Agentes de la Unidad Centro Operativa (UCO) de la Guardia Civil han buscado en el almacén de la Generalitat de Riba-roja (Valencia) más documentos relativos a la ‘operación Erial’ que ha llevado a la detención y entrada en prisión del expresidente de la Generalitat y exministro de Trabajo, Eduardo Zaplana, por presuntos delitos de blanqueo de capitales, malversación y prevaricación.

Los agentes ya se personaron el pasado martes –día de la detención– en la sede de la Conselleria de Economía Sostenible, Sectores Productivos, Comercio y Trabajo para reclamar todo el expediente de concesión administrativa de las ITV de 1997 –año en el que fueron privatizadas con el gobierno de Eduardo Zaplana– y el expediente de contratación sobre el desarrollo del Plan Eólico de la Comunitat Valenciana. Ambas se adjudicaron a UTE con participación de la empresa Sedesa, de Vicente Cotino y José Cotino, investigados y con medidas cautelares en esta investigación.

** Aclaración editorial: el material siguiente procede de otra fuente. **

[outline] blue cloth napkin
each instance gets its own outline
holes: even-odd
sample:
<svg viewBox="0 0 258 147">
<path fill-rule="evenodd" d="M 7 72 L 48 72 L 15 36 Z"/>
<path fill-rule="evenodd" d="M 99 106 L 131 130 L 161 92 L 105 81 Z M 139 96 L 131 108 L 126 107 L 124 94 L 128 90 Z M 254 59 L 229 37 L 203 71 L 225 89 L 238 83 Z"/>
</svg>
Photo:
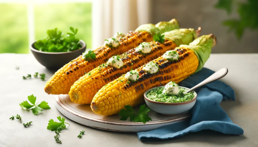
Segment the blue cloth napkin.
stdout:
<svg viewBox="0 0 258 147">
<path fill-rule="evenodd" d="M 191 88 L 214 72 L 204 68 L 179 85 Z M 167 139 L 181 136 L 189 132 L 207 129 L 225 134 L 244 134 L 243 129 L 233 123 L 220 106 L 222 100 L 235 100 L 234 90 L 229 86 L 221 81 L 216 81 L 195 91 L 197 96 L 195 104 L 190 110 L 192 115 L 190 120 L 150 131 L 138 132 L 137 134 L 139 139 L 144 141 Z"/>
</svg>

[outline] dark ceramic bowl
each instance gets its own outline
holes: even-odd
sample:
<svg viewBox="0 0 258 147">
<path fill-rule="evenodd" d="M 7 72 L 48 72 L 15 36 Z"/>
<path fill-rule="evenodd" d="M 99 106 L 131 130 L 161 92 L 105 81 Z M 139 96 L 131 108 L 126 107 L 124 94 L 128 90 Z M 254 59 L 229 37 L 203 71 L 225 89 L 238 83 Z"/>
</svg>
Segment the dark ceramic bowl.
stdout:
<svg viewBox="0 0 258 147">
<path fill-rule="evenodd" d="M 82 47 L 77 50 L 60 53 L 51 53 L 39 51 L 35 49 L 34 42 L 30 47 L 30 50 L 37 60 L 42 65 L 51 70 L 56 70 L 63 67 L 71 60 L 76 58 L 86 50 L 86 44 L 80 40 Z"/>
</svg>

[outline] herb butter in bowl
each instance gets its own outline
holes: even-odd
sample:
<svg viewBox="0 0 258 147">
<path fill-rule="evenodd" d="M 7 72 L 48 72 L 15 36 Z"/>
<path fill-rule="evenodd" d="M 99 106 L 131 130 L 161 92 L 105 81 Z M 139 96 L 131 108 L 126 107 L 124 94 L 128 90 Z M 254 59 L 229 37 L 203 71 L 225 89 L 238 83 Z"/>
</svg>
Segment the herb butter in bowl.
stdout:
<svg viewBox="0 0 258 147">
<path fill-rule="evenodd" d="M 165 116 L 176 116 L 189 110 L 195 103 L 197 94 L 195 91 L 183 93 L 189 89 L 171 82 L 165 86 L 147 90 L 144 99 L 152 110 Z"/>
</svg>

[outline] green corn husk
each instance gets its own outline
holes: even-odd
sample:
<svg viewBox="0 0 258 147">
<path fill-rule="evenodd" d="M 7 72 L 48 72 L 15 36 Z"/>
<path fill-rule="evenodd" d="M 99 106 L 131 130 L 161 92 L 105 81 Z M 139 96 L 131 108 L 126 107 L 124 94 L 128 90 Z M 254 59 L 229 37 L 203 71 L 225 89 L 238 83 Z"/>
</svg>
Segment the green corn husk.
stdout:
<svg viewBox="0 0 258 147">
<path fill-rule="evenodd" d="M 173 19 L 168 22 L 161 22 L 155 25 L 149 23 L 140 25 L 135 31 L 136 32 L 147 31 L 152 35 L 162 33 L 167 31 L 179 28 L 177 20 Z"/>
<path fill-rule="evenodd" d="M 201 69 L 209 57 L 211 49 L 216 44 L 216 37 L 212 34 L 203 35 L 194 40 L 189 45 L 181 45 L 194 52 L 199 60 L 199 65 L 195 73 Z"/>
<path fill-rule="evenodd" d="M 159 33 L 162 34 L 166 32 L 179 29 L 179 25 L 178 20 L 175 19 L 173 19 L 168 22 L 160 22 L 156 24 L 155 27 L 159 29 L 160 30 Z"/>
<path fill-rule="evenodd" d="M 165 32 L 164 38 L 173 41 L 178 46 L 181 45 L 189 45 L 197 37 L 196 31 L 193 29 L 179 29 Z"/>
</svg>

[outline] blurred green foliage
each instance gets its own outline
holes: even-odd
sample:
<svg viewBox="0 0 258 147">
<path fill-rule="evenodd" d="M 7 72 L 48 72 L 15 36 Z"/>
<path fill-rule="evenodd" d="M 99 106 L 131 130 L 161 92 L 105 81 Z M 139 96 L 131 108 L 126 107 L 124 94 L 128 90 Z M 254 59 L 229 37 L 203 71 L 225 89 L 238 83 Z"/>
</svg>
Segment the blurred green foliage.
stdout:
<svg viewBox="0 0 258 147">
<path fill-rule="evenodd" d="M 0 4 L 0 53 L 29 52 L 27 6 Z"/>
<path fill-rule="evenodd" d="M 29 52 L 27 6 L 0 3 L 0 53 Z M 36 40 L 45 38 L 47 30 L 57 28 L 64 32 L 72 26 L 79 30 L 76 37 L 91 47 L 90 3 L 35 4 Z"/>
<path fill-rule="evenodd" d="M 223 21 L 222 23 L 228 27 L 230 31 L 234 31 L 238 38 L 240 39 L 246 29 L 258 30 L 258 0 L 247 0 L 245 2 L 235 0 L 219 0 L 215 7 L 225 10 L 229 15 L 234 4 L 237 6 L 239 19 L 229 19 Z"/>
</svg>

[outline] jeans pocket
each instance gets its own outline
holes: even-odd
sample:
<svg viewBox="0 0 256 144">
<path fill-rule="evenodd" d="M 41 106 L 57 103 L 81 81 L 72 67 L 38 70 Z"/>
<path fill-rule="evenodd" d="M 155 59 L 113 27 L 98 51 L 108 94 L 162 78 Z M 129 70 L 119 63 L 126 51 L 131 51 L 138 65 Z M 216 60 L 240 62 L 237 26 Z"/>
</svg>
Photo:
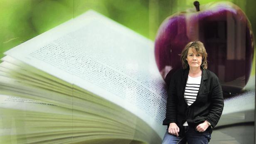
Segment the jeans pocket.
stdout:
<svg viewBox="0 0 256 144">
<path fill-rule="evenodd" d="M 208 140 L 208 142 L 210 142 L 210 140 L 211 140 L 211 138 L 212 138 L 211 134 L 208 131 L 208 137 L 207 137 L 207 140 Z"/>
</svg>

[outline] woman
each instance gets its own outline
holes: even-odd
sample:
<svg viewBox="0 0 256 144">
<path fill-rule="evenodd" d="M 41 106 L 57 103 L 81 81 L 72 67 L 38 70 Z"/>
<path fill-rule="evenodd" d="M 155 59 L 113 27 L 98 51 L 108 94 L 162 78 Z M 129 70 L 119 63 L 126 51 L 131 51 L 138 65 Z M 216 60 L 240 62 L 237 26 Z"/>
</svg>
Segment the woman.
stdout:
<svg viewBox="0 0 256 144">
<path fill-rule="evenodd" d="M 169 86 L 162 144 L 208 144 L 224 103 L 217 76 L 207 69 L 203 43 L 190 42 L 181 54 L 183 68 L 174 73 Z"/>
</svg>

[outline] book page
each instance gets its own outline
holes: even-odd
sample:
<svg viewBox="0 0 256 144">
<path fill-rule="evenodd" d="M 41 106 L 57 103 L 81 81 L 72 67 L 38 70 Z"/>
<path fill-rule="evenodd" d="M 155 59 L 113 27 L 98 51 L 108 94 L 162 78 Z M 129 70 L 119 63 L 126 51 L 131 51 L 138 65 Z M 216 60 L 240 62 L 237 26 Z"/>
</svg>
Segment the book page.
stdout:
<svg viewBox="0 0 256 144">
<path fill-rule="evenodd" d="M 119 105 L 162 137 L 167 98 L 154 43 L 90 11 L 5 53 Z"/>
</svg>

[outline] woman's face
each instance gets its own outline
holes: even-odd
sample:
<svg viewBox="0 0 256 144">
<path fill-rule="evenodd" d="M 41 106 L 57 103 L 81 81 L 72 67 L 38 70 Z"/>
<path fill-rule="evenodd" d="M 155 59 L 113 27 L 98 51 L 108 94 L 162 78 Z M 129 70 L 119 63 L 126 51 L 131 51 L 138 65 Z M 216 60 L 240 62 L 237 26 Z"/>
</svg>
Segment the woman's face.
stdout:
<svg viewBox="0 0 256 144">
<path fill-rule="evenodd" d="M 194 49 L 190 48 L 186 60 L 190 68 L 199 67 L 202 63 L 202 56 L 197 52 Z"/>
</svg>

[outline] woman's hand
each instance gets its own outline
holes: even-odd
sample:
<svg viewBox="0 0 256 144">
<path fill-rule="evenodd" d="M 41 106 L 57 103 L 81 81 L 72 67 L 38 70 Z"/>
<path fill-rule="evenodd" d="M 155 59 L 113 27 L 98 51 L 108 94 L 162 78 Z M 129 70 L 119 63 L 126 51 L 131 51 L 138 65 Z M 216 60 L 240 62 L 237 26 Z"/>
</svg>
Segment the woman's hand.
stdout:
<svg viewBox="0 0 256 144">
<path fill-rule="evenodd" d="M 177 137 L 179 136 L 178 133 L 180 132 L 180 128 L 175 122 L 170 123 L 168 132 L 172 134 L 176 135 Z"/>
<path fill-rule="evenodd" d="M 207 123 L 207 120 L 205 120 L 204 122 L 198 124 L 196 128 L 197 130 L 199 132 L 204 132 L 209 127 L 209 124 Z"/>
</svg>

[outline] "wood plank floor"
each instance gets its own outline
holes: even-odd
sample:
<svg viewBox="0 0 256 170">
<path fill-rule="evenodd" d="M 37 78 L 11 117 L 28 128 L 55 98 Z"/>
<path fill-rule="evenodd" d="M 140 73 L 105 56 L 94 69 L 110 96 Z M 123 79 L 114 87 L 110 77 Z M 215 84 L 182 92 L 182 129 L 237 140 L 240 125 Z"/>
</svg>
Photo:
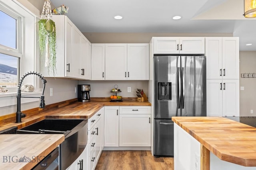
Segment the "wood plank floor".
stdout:
<svg viewBox="0 0 256 170">
<path fill-rule="evenodd" d="M 150 150 L 103 150 L 95 170 L 173 170 L 173 157 L 156 158 Z"/>
</svg>

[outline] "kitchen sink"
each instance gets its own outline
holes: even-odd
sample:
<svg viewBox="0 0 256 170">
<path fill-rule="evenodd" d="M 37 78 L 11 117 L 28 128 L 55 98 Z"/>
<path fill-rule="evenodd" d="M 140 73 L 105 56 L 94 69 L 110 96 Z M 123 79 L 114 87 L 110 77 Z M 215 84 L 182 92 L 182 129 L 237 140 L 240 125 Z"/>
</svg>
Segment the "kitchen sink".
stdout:
<svg viewBox="0 0 256 170">
<path fill-rule="evenodd" d="M 12 127 L 1 134 L 63 134 L 65 140 L 59 147 L 59 168 L 65 170 L 83 152 L 87 144 L 87 119 L 46 119 L 19 130 Z M 28 140 L 32 140 L 30 139 Z"/>
<path fill-rule="evenodd" d="M 63 133 L 66 137 L 72 130 L 76 131 L 79 129 L 81 126 L 79 124 L 84 121 L 83 119 L 46 119 L 17 130 L 17 133 Z"/>
</svg>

En la sede de la Conselleria se almacena parte de la documentación pero, según las fechas, la más alejada en el tiempo, de todos los departamentos, se traslada para su archivo al almacén de la Generalitat en Riba-roja, que es donde se han desplazado los agentes para recabar aquella relativa a las dos adjudicaciones bajo sospecha y se han llevado cajas con expedientes vinculados, según ha podido saber Europa Press.

La Zona VI del Plan Eólico fue adjudicada en su día a la sociedad Proyectos Eólicos Valencianos y en la que la empresa Sedesa, de Vicente Cotino, tenía una participación del 25 por ciento. En noviembre de 2006 comenzó el montaje de los primeros parques eólicos del Plan Eólico Valenciano, en concreto en la denominada zona seis, con siete parques previstos en la comarca del Alto Palancia en Castellón.

La sociedad Proyectos Eólicos, creada para promover esta energía en la Comunitat, resultó adjudicataria mediante concurso público del desarrollo eólico de las zonas 5 y 6 y de la 11 en Valencia, con una potencia en conjunto de 498 MW y una inversión de 450 millones de euros.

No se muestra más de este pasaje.